The \(N_p=199\) point cloud has a greater impact on low-resolution representation than \(d_{\min}\)—maintaining \(N_p\) ensures generated molecules have ECFP similarity \(< 0.2\) to reference ligands, proving the condition does not leak the 2D structure of the reference ligand.
Compared with ED2Mol by molecular weight bins: ED2Mol achieves higher QED (0.66) for \(<180\) Da, but this is essentially "drawing small molecules" as a shortcut; EDMolGPT maintains SAS \(\approx 3.8\) for larger molecules, closer to real drug candidate weight ranges.
Docking scores on ExpED appear lower, but some generated ligands precisely cover "experimentally feasible" chemical space excluded by rigid pocket due to steric clash—traditional SBDD evaluation is less fair for flexible scenarios.

Highlights & Insights¶

The contrast between "removing filler" and "retaining filler" is striking; the authors directly demonstrate the flexibility-encoding advantage of filler using an experimental density map from PDB 6KMP, with strong visual persuasiveness.
The combination of decoder-only GPT architecture, discretized geometry, and spherical sampling allows SBDD to move beyond SE(3) equivariant/diffusion complexity, achieving SOTA with a simple architecture.
The "computed + experimental" dual data source strategy (CalED + ExpED) provides a clear "large-scale pretrain + experimental fine-tune" template for future work, transferable to any cryo-EM molecular task.
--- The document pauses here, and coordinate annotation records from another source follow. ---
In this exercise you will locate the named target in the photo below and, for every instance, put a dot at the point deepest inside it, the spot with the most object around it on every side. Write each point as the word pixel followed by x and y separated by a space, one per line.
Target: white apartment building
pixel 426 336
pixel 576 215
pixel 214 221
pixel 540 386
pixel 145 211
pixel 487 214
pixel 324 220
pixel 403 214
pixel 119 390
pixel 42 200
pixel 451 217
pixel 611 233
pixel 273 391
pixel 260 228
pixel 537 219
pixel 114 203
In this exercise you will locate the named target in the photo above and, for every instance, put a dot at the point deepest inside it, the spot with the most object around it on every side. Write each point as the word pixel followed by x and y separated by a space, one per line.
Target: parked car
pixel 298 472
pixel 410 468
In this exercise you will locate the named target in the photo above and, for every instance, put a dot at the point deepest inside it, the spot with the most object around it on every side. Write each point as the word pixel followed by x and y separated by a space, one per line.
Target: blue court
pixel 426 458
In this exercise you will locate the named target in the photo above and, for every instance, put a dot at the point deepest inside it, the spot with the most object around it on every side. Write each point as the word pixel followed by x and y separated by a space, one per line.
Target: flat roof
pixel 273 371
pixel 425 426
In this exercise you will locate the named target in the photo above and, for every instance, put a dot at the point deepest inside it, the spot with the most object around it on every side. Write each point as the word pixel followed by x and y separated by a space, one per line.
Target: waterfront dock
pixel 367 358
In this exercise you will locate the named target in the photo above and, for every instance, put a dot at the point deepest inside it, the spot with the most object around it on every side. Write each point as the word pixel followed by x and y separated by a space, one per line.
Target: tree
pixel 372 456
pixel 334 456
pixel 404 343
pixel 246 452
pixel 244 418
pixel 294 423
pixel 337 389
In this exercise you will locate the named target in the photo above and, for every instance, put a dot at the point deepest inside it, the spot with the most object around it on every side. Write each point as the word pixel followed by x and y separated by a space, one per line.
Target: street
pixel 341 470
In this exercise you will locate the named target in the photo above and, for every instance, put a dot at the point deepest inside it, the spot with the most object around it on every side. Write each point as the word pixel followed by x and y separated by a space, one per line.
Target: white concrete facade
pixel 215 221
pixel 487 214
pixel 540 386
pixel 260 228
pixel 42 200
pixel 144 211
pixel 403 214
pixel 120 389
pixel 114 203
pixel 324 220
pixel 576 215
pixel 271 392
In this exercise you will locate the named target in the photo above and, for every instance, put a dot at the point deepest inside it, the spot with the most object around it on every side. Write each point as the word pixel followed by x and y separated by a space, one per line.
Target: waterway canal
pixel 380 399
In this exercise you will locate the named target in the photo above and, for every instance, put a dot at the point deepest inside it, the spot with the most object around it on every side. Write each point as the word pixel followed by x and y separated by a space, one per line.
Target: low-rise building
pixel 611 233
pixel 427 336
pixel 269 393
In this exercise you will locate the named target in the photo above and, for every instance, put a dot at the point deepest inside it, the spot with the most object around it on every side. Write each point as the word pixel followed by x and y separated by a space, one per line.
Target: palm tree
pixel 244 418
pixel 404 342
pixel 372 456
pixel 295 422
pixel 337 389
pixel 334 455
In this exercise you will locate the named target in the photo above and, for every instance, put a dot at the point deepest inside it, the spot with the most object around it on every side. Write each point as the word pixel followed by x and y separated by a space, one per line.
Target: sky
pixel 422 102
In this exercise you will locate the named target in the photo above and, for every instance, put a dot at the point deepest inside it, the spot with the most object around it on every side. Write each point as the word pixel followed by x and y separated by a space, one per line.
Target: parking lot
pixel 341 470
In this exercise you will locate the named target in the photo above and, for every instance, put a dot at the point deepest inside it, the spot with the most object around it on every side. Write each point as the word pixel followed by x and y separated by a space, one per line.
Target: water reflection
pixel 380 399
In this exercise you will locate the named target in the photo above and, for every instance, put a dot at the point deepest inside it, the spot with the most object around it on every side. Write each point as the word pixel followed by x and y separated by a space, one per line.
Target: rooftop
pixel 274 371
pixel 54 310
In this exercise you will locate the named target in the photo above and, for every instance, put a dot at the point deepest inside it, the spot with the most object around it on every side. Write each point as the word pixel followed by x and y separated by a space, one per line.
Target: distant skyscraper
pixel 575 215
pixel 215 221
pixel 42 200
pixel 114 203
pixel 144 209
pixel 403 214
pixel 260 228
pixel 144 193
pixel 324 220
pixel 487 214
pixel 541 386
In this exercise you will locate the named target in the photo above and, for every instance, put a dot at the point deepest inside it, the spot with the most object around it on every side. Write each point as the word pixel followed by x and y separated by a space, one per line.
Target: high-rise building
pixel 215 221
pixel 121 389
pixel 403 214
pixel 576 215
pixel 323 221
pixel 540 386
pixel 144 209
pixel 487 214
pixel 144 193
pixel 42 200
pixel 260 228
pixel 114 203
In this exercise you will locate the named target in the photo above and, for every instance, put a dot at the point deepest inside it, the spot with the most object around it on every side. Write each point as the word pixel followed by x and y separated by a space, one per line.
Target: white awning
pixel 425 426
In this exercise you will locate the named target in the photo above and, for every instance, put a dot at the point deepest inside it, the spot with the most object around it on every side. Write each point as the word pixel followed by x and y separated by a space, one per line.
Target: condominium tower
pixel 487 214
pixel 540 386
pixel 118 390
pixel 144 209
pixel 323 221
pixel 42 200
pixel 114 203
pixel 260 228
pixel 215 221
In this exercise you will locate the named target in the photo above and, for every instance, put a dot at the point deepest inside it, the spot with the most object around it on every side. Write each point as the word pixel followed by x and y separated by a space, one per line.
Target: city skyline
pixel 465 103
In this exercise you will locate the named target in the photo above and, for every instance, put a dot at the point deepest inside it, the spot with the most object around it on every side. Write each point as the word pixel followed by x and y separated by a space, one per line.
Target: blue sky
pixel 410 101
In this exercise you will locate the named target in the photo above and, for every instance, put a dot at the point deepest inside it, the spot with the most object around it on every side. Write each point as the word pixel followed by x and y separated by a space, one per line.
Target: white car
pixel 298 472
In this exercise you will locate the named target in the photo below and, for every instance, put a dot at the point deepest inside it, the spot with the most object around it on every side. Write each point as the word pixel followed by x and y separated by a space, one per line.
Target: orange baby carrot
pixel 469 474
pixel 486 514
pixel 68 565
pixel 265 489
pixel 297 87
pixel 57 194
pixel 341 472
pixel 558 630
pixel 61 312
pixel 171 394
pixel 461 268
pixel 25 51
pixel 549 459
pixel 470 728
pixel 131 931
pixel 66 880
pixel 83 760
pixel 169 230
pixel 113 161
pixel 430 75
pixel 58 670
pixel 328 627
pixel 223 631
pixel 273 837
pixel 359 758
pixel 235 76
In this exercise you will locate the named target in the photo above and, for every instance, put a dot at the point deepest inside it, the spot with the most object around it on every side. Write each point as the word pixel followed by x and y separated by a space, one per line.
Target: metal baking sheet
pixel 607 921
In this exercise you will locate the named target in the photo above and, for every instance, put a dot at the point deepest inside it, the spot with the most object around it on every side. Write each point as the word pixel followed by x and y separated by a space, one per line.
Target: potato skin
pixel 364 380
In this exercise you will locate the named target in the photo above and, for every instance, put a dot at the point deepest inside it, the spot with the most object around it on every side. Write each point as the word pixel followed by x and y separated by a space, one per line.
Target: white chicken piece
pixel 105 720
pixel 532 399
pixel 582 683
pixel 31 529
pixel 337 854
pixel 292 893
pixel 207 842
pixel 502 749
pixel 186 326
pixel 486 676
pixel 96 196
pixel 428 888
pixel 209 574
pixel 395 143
Limitations & Future Work¶

ExpED is limited by the scarcity of experimental data, covering only 92 targets, restricting generalization; inference requires known filler (i.e., an existing ligand), so for novel targets, docking is still needed first.
Drug-likeness metrics such as QED are only moderate, and no post-generation force-field optimization was performed (some differences with ED2Mol stem from post-processing rather than modeling).
The decoder-only model does not explicitly model SE(3) equivariance, relying on coordinate embeddings to learn symmetry; rotational robustness is unquantified.
No wet-lab validation; the 41% recovery refers to computational structural similarity, not actual druggability.

vs Pocket2Mol / Lingo3DMol: Their condition is on empty pocket geometry; this work uses filler ED, which is richer in physical information.
vs TargetDiff / MolCRAFT: They use diffusion models; this work's decoder-only approach is simpler and faster at inference.
vs ECloudGen / ED2Mol: Previous ED-based work used pocket ED or fragment-assembly; this work uses filler ED and end-to-end atom-level generation.
vs cryo-EM molecule fitting: Traditional fitting is "known molecule → fit density," while this work is "known density → generate molecule," reversing the direction.

Rating¶

Novelty: ⭐⭐⭐⭐ The switch to filler ED as condition and decoder-only SBDD are both firsts.
Experimental Thoroughness: ⭐⭐⭐⭐ 101 targets + multi-dimensional metrics + ExpED subset, but lacks wet-lab validation.
Writing Quality: ⭐⭐⭐⭐ Figures 1/2 clearly illustrate the motivation; formulas and algorithms are clear.
Value: ⭐⭐⭐⭐ Establishes a new baseline for ED-guided drug design, with great potential as more cryo-EM data becomes available in industry.